As the dirty story pays homage to puritanism, so our modem eroticism wearily proclaims that the part which has been dislodged from the whole shall now be the key to all experience. The limitations of eroticism have exactly the same character, in life and in art: it divorces sex from human culture. As medieval men despised the body for the sake of the spirit, and perhaps lost both, so we tend to forget that the body is above all a person. Every reaction in favor of some suppressed truth overshoots the mark. Hence, too, the dreary primitivism of so much advanced writing —as great a lie about our human nature as the genteel writing of the past.
Blake is not free of the characteristic modem obsessiveness; he was no more free than we are. But he always knows exactly what he is. His theme is always the defense of the integral human personality. His principal virtue is that he does not make a virtue of “frankness”; he is concerned with basic human desire, fear, longing, resentment; with the innermost movements of a human being in the world. He describes, in his great song cycle, the gulf between Innocence and Experience; he feels an inexpressible solidarity with those who are forever in it. For he knows that innocence and experience are not the faces of youth and age, but “the two contrary states of the human soul.” He writes as a man, not as an “immoralist.” One of the reasons why he is so supreme among those who have written of childhood is that he sees it as the nucleus of the whole human story, rather than as a state that precedes adult “wisdom.” If he is afraid for the child, he pities the adult. In experience there is always the longing for “unorganized innocence: an impossibility”; in innocence there is the poignant foretelling of experience, which is death without the return to confidence and vision. Blake is utterly without cynicism. He never makes the characteristic modem mistake of devaluating a prime experience; he never throws out love with the love-affair. We may not agree with him that desire is infinite; we can never be sufficiently grateful to him for insisting that it is never cheap.
Blake is serious about sex, as he is serious about the child; and for the same reason.
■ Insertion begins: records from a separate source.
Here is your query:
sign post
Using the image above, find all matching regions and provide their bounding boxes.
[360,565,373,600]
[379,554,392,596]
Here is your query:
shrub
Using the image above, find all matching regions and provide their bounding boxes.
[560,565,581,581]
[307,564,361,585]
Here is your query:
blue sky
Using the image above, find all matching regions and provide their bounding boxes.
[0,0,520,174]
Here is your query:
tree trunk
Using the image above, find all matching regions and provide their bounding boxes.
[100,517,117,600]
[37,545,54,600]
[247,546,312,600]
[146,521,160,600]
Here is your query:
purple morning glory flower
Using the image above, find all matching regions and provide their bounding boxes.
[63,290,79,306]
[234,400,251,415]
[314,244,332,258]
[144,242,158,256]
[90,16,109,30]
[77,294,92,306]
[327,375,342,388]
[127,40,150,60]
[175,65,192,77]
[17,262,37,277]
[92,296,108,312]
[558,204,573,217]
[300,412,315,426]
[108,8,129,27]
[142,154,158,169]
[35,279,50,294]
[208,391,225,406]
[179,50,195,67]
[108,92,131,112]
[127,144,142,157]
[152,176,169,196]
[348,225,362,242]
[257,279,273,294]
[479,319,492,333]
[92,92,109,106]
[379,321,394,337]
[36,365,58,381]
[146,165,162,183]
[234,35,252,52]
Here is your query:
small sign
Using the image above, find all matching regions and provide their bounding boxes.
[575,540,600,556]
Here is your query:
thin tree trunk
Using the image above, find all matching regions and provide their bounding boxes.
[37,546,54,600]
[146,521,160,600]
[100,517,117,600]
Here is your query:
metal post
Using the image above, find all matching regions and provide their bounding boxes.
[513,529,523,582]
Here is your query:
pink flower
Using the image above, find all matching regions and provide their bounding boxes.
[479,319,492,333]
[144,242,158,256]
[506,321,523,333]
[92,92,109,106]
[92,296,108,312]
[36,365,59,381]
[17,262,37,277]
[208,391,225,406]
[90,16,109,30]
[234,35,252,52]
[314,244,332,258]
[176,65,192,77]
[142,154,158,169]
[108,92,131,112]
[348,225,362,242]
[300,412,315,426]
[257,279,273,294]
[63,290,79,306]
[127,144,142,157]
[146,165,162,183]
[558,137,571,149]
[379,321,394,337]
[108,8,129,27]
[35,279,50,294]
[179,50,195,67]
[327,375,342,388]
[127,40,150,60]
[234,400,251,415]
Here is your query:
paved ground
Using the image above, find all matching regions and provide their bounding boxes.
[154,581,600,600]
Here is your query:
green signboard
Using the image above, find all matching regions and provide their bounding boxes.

For he knows that as sex is the buried part of our civilization, so the child is the buried part of the man. His faith in the creative richness of love has the same source as his feeling for the secret richness of childhood: his ability to see through the dead skin of adulthood. He would have understood very well that our “child-psychology” shows the same guardedness toward the child that modem love and marriage reveal between men and women. The same guardedness and the same fear: for we “handle” children from the same negative fears and out of the same lack of positive participation and sympathy. Blake would have seen in our pedagogic carefulness the effort of caution to do the work of the imagination. In his own time, when children were regarded as miniature adults, or as slaves or pets to those who ruled by their maturity, he showed that a child is not an abbreviated version of the adult, but a different being. In our time he would have seen that the distance between a parent and a child is usually the distance between the parents as lovers. For him sex meant enjoyment framed in wonder: the full play of our life-striving beyond all the distortions inflicted by respectable society and cynical experience. By the same token childhood was also a lost world —calling to us from our buried life.
Piping down the valleys wild,
Piping songs of pleasant glee,
On a cloud I saw a child,
And he laughing said to me:
“Pipe a song about a Lamb!”
So I piped with merry chear.
“Piper, pipe that song again;”
So I piped; he wept to hear.
Innocence is belief and experience is doubt. The tragedy of experience is that we become incapable of love. The tragedy of childhood is that we inflict our lovelessness upon it. Blake’s thinking is always organic; it is always directed to the hidden fountains of our humanity. Having never lost the creative freshness of childhood, he challenged experience with it. Having, as I believe, no real love-affair of his own, he had it with childhood. In any event, he had no children of his own.